Andrew Peters, SVP of Strategy, Exelixis: Yes. So that’s a program that I kind of think of as like next on deck, so to speak, after XANZZA. It’s a target, it’s a mechanism that we’re particularly excited about just given the complementary nature of the USP1 pathway and kind of DNA damage repair and to the PARP space, really the opportunity there is, can adding a USP1 either as a monotherapy or in combination with the PARP deeper in responses, can it broaden responses? And can we grow upon that 3,500,000,000 or so PARP inhibitor market right now. And so we’re continuing to escalate not only in the monotherapy, but in combination.

And so so if we want to generate data as quickly as possible to make a decision on that program, because we’re in the business of making smart, prudent investment, as Chris talked about kind of P and L management. So we want to be able to decide as soon as we can, is this something we’re going to invest in and really run or is it not going to hit the bar for differentiation and we’re going to shut it down. So those cohorts are continuing to enroll.
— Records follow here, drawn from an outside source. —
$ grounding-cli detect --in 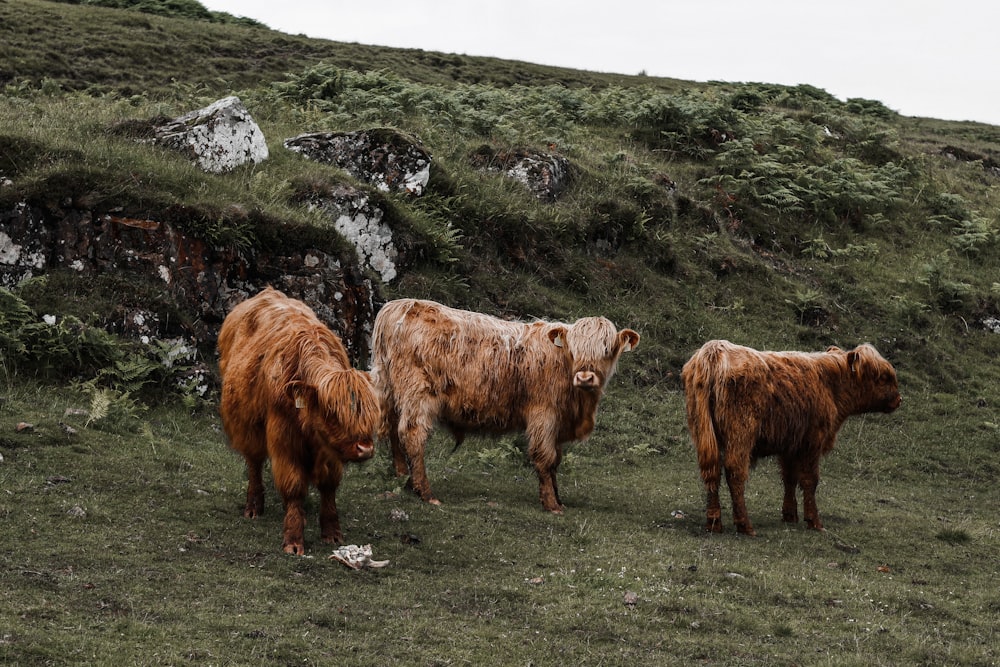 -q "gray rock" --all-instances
[285,128,431,195]
[154,96,268,174]
[472,146,570,202]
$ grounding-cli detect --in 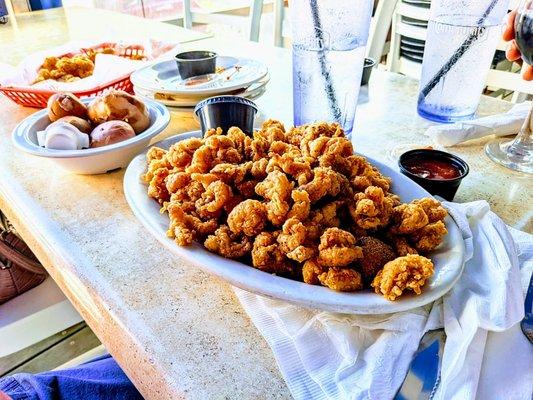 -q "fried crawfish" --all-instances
[252,231,293,274]
[356,236,396,282]
[318,228,363,267]
[349,186,393,229]
[228,199,267,236]
[372,254,433,301]
[204,225,252,258]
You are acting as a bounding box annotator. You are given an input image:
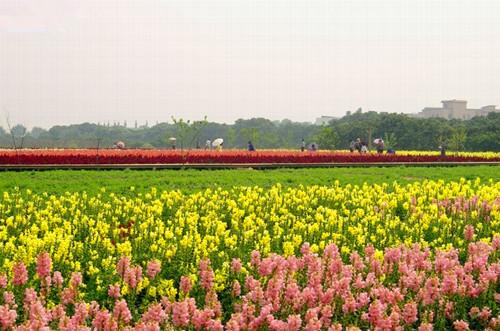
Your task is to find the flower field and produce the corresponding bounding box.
[0,149,500,165]
[0,180,500,331]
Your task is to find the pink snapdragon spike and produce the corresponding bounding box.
[108,284,120,299]
[36,252,52,279]
[12,262,28,286]
[147,260,161,279]
[464,224,474,241]
[179,276,193,294]
[52,271,64,287]
[0,237,500,331]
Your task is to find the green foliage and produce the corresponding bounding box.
[314,126,340,149]
[0,166,500,194]
[0,111,500,151]
[384,132,398,148]
[448,127,467,152]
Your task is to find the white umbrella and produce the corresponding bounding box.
[212,138,224,147]
[115,141,125,149]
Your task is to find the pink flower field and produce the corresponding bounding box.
[0,240,500,331]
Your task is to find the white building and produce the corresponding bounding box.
[416,100,500,120]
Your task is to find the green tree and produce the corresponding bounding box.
[448,127,467,152]
[384,132,398,148]
[314,126,340,149]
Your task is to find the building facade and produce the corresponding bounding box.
[416,100,500,120]
[314,116,338,125]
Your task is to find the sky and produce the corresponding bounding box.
[0,0,500,127]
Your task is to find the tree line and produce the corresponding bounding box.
[0,110,500,151]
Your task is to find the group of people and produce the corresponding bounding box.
[349,138,396,154]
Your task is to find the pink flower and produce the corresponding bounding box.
[61,288,76,305]
[200,260,215,291]
[231,280,241,297]
[116,256,130,278]
[142,303,167,323]
[231,259,241,273]
[464,224,474,241]
[12,262,28,286]
[108,285,120,299]
[403,302,418,324]
[113,300,132,323]
[179,276,192,294]
[0,275,7,288]
[418,323,434,331]
[0,305,17,330]
[147,260,161,279]
[36,252,52,279]
[453,320,469,331]
[52,271,64,287]
[70,272,82,288]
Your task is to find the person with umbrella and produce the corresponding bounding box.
[212,138,224,151]
[168,137,177,149]
[373,138,385,154]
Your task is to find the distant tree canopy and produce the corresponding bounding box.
[0,111,500,151]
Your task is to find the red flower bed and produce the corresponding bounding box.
[0,149,500,165]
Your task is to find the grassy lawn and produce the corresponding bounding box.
[0,166,500,194]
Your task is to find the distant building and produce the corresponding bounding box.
[416,100,500,120]
[314,116,337,125]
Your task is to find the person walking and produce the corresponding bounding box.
[349,140,356,153]
[375,138,385,154]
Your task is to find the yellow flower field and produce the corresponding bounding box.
[0,179,500,295]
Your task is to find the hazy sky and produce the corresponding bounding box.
[0,0,500,127]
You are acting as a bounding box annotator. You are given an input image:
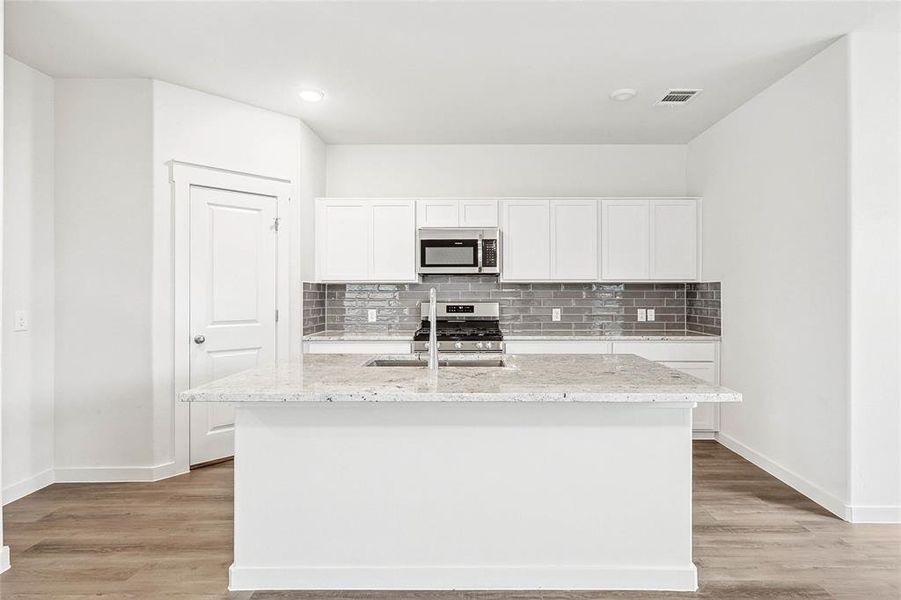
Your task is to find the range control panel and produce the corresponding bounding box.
[444,304,476,314]
[482,239,497,267]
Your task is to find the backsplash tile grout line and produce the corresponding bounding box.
[303,275,721,336]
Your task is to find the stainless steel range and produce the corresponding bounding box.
[413,302,504,352]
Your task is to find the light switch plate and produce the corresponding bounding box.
[13,310,28,331]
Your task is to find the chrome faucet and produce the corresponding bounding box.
[429,288,438,371]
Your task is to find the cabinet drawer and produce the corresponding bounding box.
[613,342,716,362]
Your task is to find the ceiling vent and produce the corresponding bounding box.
[657,89,701,104]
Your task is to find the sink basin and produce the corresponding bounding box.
[364,358,506,368]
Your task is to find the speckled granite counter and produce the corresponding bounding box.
[504,333,720,342]
[180,354,741,403]
[303,331,413,342]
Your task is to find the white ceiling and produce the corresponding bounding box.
[6,0,898,143]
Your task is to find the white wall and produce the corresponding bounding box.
[153,81,325,469]
[0,4,9,573]
[326,144,686,197]
[688,39,850,513]
[2,57,54,504]
[848,33,901,522]
[54,79,153,480]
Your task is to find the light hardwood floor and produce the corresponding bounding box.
[0,442,901,600]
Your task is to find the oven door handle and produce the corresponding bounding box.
[476,232,482,273]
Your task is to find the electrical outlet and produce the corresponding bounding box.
[13,310,28,331]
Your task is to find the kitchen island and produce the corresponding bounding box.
[181,355,741,590]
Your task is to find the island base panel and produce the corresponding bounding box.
[230,402,697,591]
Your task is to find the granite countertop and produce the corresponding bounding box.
[303,331,720,342]
[303,331,413,342]
[179,354,741,403]
[504,333,720,342]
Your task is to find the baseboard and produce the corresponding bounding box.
[3,469,54,506]
[54,461,187,483]
[716,432,851,521]
[847,504,901,523]
[228,563,698,592]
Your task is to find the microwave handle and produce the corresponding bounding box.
[477,232,482,273]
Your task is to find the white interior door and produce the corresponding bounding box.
[190,186,278,465]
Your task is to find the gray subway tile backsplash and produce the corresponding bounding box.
[685,282,723,335]
[303,275,721,335]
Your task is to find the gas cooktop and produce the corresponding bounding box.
[413,302,504,352]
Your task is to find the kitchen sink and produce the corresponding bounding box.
[364,358,506,368]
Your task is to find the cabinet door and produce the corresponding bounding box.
[416,198,460,227]
[601,199,650,281]
[550,199,598,281]
[661,362,720,431]
[460,199,497,227]
[316,200,369,281]
[501,200,551,281]
[651,199,698,280]
[368,200,416,281]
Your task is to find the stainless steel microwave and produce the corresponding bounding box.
[416,227,501,274]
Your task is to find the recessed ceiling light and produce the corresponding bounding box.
[610,88,638,102]
[298,89,325,102]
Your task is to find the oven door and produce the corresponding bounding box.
[419,238,481,273]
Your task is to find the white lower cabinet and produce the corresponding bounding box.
[660,362,720,432]
[613,341,720,437]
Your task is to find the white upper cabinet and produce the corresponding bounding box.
[601,199,651,281]
[501,199,551,281]
[416,198,460,227]
[369,200,416,281]
[316,200,370,281]
[601,198,700,281]
[316,198,416,282]
[550,198,598,281]
[416,198,498,227]
[651,198,698,279]
[460,198,497,227]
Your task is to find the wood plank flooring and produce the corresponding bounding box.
[0,442,901,600]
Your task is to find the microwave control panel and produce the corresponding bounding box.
[482,240,497,267]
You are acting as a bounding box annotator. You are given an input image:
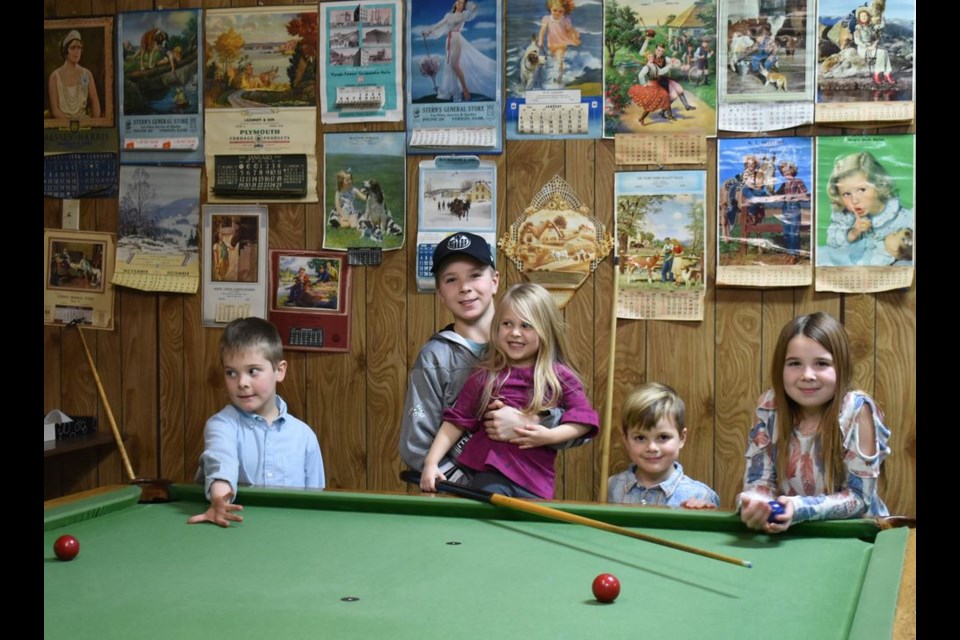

Unidentified speaker: Yes. Because there’s at least been one company that’s pulled out the USP1 space. What do you want to solve for? What’s the differentiation? Yes.

Andrew Peters, SVP of Strategy, Exelixis: I mean, from a pure structure perspective and Dana, our CSO talked about that a little bit at our R and D Day in 2023. It’s an instance where we went from kind of third in class, but with what we thought was a best in class asset to not only first in class, but likely best in class as well as some of the other molecules either fell off from tox or due to kind of drug like properties, solubility issues, dosing issues. And so, it’s one where we kind of found ourselves all of a sudden in the lead with what we think of is a differentiated molecule. So we’re excited to generate that data.

Unidentified speaker: Perfect. That’s a problem there. So thank you so much.

Mike, Exelixis: Thank you. Thank you. Thanks again for having us.